Nel solo settembre, le ore autorizzate a Verona sono state 716.294 di cui 579.141 ordinaria e 137.153 speciale. È preoccupante, sottolinea la nota, l'aumento della cig speciale in settembre, 137.153, in luglio, 92.079, e in giugno, 35.959. L'aumento di cig speciale indica una crisi strutturale e l'utilizzo di tutta la cig ordinaria. «E alla fine della speciale», sottolinea Castellani «non resta altro che la risoluzione del rapporto di lavoro».
ASSUNZIONI IN VENETO. Secondo la ricerca di Veneto Lavoro, nei primi nove mesi del 2009 in Veneto le assunzioni sono state 448mila. Rispetto al pari periodo 2008, ancora in situazioni pre-crisi, si registra una flessione significativa (-144mila assunzioni) pari a circa un quarto del volume di domanda allora registrato (-24,3%).
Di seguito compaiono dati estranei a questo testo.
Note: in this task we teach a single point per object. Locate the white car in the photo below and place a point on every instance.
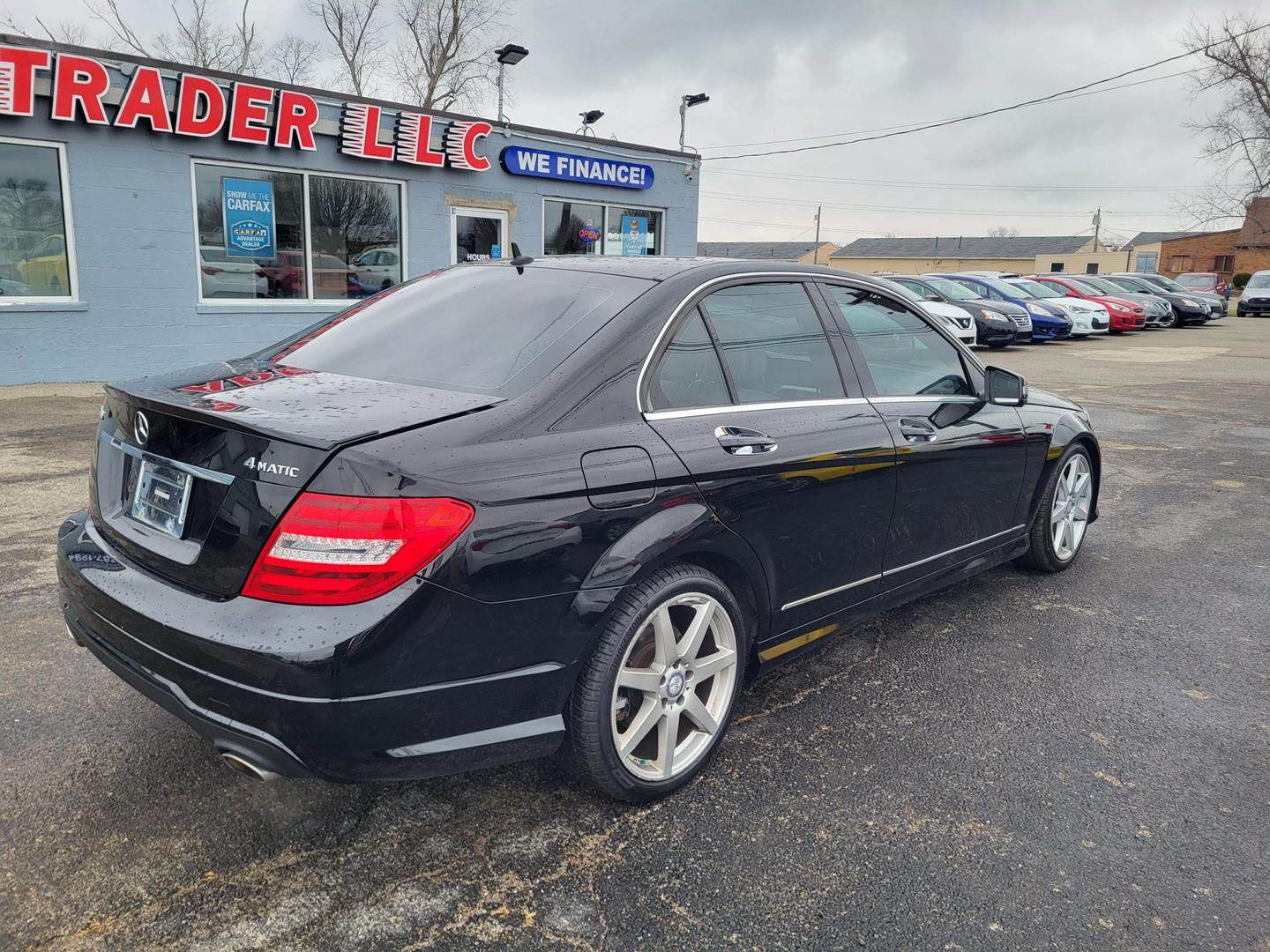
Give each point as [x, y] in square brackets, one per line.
[1087, 316]
[230, 277]
[378, 268]
[959, 323]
La ricerca dell'ente regionale considera «l'insieme del lavoro dipendente, con l'esclusione del lavoro domestico e di quello a chiamata, oltre che di quello parasubordinato». La flessione della domanda di lavoro rimane concentrata nell'industria. Se nei primi 9 mesi 2008 le assunzioni rappresentavano circa la metà di quelle effettuate nel terziario, nello stesso periodo del 2009 tale quota è scesa a poco più di un terzo, cosicché la riduzione dei flussi di ingresso nell'industria è pari al 41,6%, mentre nei servizi 18,4%. Tra i comparti produttivi caratterizzanti la struttura manifatturiera regionale solo l'alimentare segnala una tenuta della domanda di lavoro, mentre meccanica e industria del mobile segnalano contrazioni rispettivamente oltre il 61% e il 55%.